US Vice-President Kamala Harris speaks about the recently signed infrastructure law will benefit Ohioans after touring the Plumbers and Pipefitters Union Local 189, Nov 19, 2021, in Columbus, Ohio. (JAY LAPRETE / AP)

US

US Vice-President Kamala Harris tested positive for COVID-19 on rapid and PCR tests on Tuesday, her spokesperson said.

"She has exhibited no symptoms, will isolate and continue to work from the vice president's residence," the spokesperson said in a statement.

Harris, 57, has not been a close contact to US President Joe Biden or the first lady "due to their respective recent travel schedules," the statement said.

The vice-president will follow CDC guidelines and the advice of her physicians and will return to the White House when she tests negative, it added.

World Health Organization Director-General Tedros Adhanom Ghebreyesus attends a press conference at the WHO headquarters in Geneva on Dec 20, 2021.
(FABRICE COFFRINI / AFP)

WHO

The head of the World Health Organization on Tuesday urged countries to maintain surveillance of coronavirus infections, saying the world was "blind" to how the virus is spreading because of falling testing rates.

"As many countries reduce testing, WHO is receiving less and less information about transmission and sequencing," Director-General Tedros Adhanom Ghebreyesus told a news conference at the UN agency's headquarters in Geneva.

"This makes us increasingly blind to patterns of transmission and evolution."

"When it comes to a deadly virus, ignorance is not bliss. The WHO continues to call on all countries to maintain surveillance," he said.

Bill Rodriguez, chief executive of FIND, a global aid group working with WHO on expanding access to testing, said "testing rates have plummeted by 70 to 90 percent."

"We have an unprecedented ability to know what is happening. And yet today, because testing has been the first casualty of a global decision to let down our guard, we are becoming blind to what is happening with this virus," he said.

Responding to the European Union's recent decision to enter a new post-emergency phase of the COVID-19 pandemic, Mike Ryan, executive director of the WHO Health Emergencies Program, cautioned that this is not the time to lose focus on the virus nor on its potential to continue to evolve.

"The fact is that we're not out of this yet," he said.

Maria van Kerkhove, technical lead for the WHO's Health Emergencies Program, said that despite the recent positive trends, she had "little confidence in the number of cases being reported around the world" due to the massive changes in testing strategies and the huge reductions in the number of tests being performed around the world.

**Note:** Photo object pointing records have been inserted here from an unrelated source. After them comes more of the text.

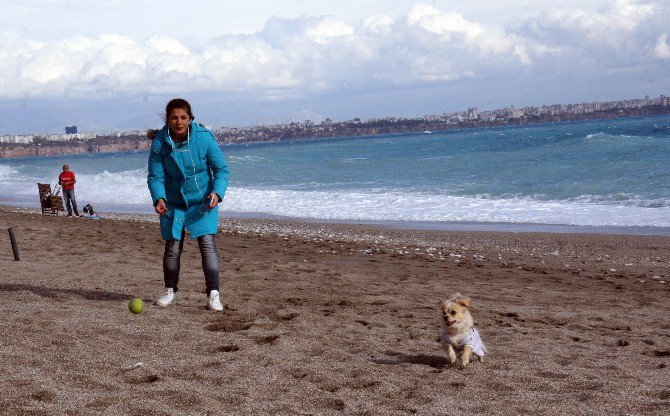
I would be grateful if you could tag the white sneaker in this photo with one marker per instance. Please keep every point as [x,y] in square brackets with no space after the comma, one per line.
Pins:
[214,303]
[167,298]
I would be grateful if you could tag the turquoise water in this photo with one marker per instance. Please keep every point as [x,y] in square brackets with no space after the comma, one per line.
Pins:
[595,173]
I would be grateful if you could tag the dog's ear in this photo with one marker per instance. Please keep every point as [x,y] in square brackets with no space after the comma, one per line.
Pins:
[463,300]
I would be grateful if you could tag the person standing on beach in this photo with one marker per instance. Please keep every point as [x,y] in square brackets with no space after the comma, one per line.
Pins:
[67,180]
[188,177]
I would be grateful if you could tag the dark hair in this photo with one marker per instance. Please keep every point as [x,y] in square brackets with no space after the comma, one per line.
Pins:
[178,103]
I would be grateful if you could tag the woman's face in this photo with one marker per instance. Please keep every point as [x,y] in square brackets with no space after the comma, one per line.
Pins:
[178,121]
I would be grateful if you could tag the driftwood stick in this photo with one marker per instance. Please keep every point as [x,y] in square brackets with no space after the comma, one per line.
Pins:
[15,246]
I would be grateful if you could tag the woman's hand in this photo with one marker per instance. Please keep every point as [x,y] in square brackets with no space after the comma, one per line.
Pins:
[160,207]
[213,199]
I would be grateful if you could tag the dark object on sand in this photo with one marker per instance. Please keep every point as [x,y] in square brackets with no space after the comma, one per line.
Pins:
[50,202]
[15,246]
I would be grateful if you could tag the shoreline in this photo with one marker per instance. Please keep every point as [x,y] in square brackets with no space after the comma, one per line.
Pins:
[123,212]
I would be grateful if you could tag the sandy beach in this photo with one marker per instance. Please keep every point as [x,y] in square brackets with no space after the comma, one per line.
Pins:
[329,319]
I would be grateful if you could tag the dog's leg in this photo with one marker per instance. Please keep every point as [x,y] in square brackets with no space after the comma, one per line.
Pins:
[451,354]
[465,356]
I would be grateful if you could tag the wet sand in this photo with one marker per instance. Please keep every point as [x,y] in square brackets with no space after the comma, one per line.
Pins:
[329,319]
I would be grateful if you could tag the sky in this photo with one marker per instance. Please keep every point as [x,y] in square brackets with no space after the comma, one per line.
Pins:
[113,65]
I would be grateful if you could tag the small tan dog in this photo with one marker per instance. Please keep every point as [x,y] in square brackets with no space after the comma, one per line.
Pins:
[458,331]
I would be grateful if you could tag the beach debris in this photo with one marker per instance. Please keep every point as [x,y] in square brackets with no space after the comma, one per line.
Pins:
[133,366]
[15,246]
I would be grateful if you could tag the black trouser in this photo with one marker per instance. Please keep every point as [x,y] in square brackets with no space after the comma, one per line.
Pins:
[210,261]
[68,196]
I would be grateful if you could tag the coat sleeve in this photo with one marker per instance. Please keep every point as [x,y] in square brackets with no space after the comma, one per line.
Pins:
[217,164]
[156,177]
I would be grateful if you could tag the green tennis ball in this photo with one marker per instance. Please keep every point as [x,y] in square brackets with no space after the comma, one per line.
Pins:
[136,306]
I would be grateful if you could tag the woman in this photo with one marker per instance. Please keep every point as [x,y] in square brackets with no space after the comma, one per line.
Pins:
[188,177]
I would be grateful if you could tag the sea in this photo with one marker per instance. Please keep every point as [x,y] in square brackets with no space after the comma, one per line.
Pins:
[610,176]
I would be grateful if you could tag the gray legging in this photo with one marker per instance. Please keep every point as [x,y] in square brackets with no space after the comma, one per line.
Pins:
[210,261]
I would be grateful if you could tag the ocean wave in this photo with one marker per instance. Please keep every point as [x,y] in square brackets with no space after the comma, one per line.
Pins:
[6,171]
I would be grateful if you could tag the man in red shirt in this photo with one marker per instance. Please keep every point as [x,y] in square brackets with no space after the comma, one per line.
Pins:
[67,181]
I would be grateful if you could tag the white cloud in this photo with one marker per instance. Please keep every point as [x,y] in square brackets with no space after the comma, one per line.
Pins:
[662,49]
[295,57]
[327,29]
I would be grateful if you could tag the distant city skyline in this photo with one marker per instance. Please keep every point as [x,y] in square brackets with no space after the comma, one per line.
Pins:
[113,66]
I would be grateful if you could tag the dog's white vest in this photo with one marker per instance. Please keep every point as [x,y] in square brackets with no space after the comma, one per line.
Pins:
[473,340]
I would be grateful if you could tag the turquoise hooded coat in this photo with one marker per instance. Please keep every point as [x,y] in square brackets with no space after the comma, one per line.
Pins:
[183,174]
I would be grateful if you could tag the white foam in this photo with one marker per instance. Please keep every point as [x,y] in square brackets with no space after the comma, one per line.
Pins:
[397,206]
[129,189]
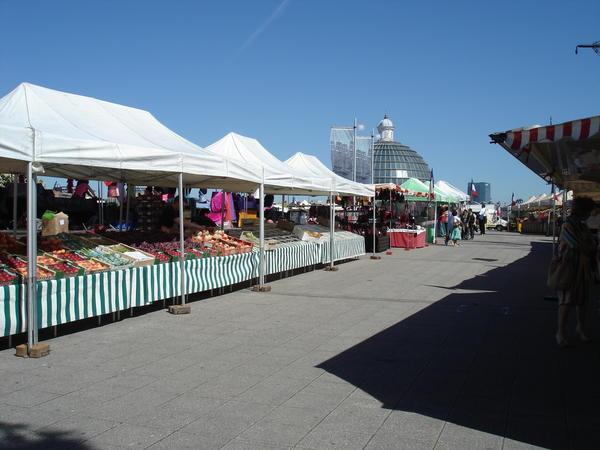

"On the positive side, we do see a change. We are in a different phase of this pandemic, certainly, but we are still very much in the middle of this pandemic, and this is still a global problem," she said.

"Now is not the time to retreat. Now is the time to really strengthen what we have put in place and ensure that we keep people alive, and we get our economies back on track and we save people's livelihoods," she noted.